We define a local trivialization of $\pi$ with fiber $\mathbb{R}^k$ to be a pair $(U,\phi)$ where $U\subset B$ is open and $\phi : \pi^{-1}(U) \xrightarrow{\approx} U\times \mathbb{R}^k$ is a diffeomorphism such that $\phi(y) \in \{\pi(y)\} \times \mathbb{R}^k \;\forall y\in \pi^{-1}(U)$.

We define an atlas of trivializations to be a collection $\{(U_\alpha,\phi_\alpha)\}_\alpha$ where each $(U_\alpha,\phi_\alpha)$ is a local trivialization and the $U_\alpha$'s cover $B$.

We say an atlas of trivializations is linearly compatible if for every indices $\alpha,\beta$, for every $p \in U_\alpha \cap U_\beta$, the map $\mathbb{R}^k \rightarrow \{p\} \times \mathbb{R}^k : v \mapsto \phi_\alpha(\phi_\beta^{-1}(p,v))$ followed by $\{p\} \times \mathbb{R}^k \rightarrow \mathbb{R}^k : (p,w) \mapsto w$ is $\mathbb{R}$-linear.
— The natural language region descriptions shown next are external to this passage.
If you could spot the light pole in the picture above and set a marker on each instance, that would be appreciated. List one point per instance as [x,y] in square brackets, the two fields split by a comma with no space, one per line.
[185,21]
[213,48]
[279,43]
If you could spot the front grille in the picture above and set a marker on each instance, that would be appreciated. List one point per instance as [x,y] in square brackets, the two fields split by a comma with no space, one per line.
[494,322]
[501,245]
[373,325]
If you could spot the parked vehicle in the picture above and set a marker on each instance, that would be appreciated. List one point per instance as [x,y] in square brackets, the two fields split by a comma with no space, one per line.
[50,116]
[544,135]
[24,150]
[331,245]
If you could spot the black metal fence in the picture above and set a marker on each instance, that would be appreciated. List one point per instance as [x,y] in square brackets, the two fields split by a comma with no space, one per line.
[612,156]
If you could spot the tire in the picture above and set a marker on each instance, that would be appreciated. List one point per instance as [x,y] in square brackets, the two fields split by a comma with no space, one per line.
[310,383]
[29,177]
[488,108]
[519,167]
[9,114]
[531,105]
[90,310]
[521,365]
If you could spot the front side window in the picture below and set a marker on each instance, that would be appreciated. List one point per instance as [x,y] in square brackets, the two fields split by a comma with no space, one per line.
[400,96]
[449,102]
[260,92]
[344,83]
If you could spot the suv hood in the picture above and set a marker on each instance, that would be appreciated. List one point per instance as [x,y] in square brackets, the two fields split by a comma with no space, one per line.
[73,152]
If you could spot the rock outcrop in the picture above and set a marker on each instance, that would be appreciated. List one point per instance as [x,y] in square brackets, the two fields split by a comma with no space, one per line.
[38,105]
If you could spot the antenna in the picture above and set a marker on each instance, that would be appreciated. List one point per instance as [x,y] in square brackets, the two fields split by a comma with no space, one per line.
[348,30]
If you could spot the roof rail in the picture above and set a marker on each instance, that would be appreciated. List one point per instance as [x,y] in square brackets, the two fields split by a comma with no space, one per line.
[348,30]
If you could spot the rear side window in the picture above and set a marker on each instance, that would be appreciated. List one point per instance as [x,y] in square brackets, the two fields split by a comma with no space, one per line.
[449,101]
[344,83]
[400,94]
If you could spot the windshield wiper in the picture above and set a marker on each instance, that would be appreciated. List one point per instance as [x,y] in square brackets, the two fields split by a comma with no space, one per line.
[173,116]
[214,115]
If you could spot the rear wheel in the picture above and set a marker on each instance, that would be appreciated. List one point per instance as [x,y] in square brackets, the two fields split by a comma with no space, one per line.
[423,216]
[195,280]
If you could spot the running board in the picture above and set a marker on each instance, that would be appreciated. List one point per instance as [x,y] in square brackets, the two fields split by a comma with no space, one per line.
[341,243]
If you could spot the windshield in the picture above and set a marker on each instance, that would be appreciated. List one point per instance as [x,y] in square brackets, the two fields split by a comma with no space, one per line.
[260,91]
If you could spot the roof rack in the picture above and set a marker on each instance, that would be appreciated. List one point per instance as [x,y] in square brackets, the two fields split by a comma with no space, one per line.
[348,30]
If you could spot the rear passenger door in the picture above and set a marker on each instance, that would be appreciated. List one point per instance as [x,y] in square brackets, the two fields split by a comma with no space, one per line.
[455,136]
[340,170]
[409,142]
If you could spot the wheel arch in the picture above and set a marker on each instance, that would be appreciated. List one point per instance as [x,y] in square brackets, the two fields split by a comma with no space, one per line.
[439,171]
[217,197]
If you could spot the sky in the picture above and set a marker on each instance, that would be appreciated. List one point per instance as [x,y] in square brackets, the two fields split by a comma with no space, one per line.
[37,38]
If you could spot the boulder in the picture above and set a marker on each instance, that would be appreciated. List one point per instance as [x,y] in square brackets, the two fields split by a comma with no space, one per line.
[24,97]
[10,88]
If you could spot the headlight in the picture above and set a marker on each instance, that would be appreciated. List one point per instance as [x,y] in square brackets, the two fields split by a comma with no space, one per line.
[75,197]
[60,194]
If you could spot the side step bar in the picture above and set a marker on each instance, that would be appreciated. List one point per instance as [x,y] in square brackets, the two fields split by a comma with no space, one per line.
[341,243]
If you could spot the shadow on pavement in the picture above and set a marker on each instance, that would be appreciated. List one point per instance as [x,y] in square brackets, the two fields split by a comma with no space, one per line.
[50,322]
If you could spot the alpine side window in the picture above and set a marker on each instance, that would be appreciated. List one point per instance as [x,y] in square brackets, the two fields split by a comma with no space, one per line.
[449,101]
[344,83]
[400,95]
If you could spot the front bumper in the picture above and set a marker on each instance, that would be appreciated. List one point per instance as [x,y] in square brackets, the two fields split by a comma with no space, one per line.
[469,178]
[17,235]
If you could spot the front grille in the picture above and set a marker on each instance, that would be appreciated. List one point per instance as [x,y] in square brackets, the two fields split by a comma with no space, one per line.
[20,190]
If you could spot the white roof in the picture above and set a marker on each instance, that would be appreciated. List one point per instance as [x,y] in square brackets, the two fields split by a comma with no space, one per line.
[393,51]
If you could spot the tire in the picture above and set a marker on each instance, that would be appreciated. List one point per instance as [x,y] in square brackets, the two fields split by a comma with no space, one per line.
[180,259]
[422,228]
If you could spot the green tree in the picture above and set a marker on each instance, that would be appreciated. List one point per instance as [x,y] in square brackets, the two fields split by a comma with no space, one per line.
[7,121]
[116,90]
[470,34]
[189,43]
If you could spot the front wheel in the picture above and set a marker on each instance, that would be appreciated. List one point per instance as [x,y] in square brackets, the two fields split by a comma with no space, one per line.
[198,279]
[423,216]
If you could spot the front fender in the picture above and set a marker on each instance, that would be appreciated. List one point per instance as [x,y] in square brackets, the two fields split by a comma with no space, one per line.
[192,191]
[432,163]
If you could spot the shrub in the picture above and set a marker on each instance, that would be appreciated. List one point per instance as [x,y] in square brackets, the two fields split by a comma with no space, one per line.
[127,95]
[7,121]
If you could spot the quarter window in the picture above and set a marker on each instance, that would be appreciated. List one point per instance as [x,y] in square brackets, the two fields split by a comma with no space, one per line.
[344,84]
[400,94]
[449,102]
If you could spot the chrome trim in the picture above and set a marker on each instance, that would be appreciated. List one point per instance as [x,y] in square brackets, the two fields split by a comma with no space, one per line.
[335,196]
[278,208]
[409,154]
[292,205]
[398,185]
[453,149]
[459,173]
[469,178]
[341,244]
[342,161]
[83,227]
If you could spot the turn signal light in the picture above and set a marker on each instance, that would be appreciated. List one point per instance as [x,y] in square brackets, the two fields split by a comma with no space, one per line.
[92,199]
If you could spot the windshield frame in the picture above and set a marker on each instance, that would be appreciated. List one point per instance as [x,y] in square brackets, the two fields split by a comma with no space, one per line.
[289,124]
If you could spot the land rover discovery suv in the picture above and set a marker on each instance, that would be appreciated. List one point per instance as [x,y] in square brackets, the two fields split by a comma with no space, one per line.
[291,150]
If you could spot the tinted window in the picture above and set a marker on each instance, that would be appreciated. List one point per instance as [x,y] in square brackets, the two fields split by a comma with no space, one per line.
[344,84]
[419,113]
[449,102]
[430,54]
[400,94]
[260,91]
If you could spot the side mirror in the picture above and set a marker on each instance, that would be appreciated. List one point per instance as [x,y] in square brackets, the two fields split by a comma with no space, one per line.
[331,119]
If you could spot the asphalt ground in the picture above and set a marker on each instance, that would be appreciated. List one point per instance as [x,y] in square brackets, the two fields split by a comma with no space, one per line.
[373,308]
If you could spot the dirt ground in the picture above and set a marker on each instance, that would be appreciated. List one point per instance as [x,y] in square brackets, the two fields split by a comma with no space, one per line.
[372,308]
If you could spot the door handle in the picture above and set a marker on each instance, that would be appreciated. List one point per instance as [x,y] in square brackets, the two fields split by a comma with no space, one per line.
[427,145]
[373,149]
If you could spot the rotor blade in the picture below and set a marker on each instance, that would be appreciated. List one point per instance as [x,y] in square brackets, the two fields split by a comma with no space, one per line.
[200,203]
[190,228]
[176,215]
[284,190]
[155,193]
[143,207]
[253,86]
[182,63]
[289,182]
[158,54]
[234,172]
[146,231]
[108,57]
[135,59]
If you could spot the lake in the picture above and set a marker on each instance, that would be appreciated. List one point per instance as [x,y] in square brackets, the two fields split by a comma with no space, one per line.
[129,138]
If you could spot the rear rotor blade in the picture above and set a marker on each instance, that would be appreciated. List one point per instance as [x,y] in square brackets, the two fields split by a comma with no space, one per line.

My question is, if $\pi$ admits an atlas of trivializations with fiber $\mathbb{R}^k$, then does it also admit a linearly compatible atlas?


Edit: as has been pointed out in the comments, this fails if we relax $E$ and $B$ to topological manifolds and "smooth"/"diffeo" to "continuous"/"homeo". I've now changed the question to focus on the smooth case.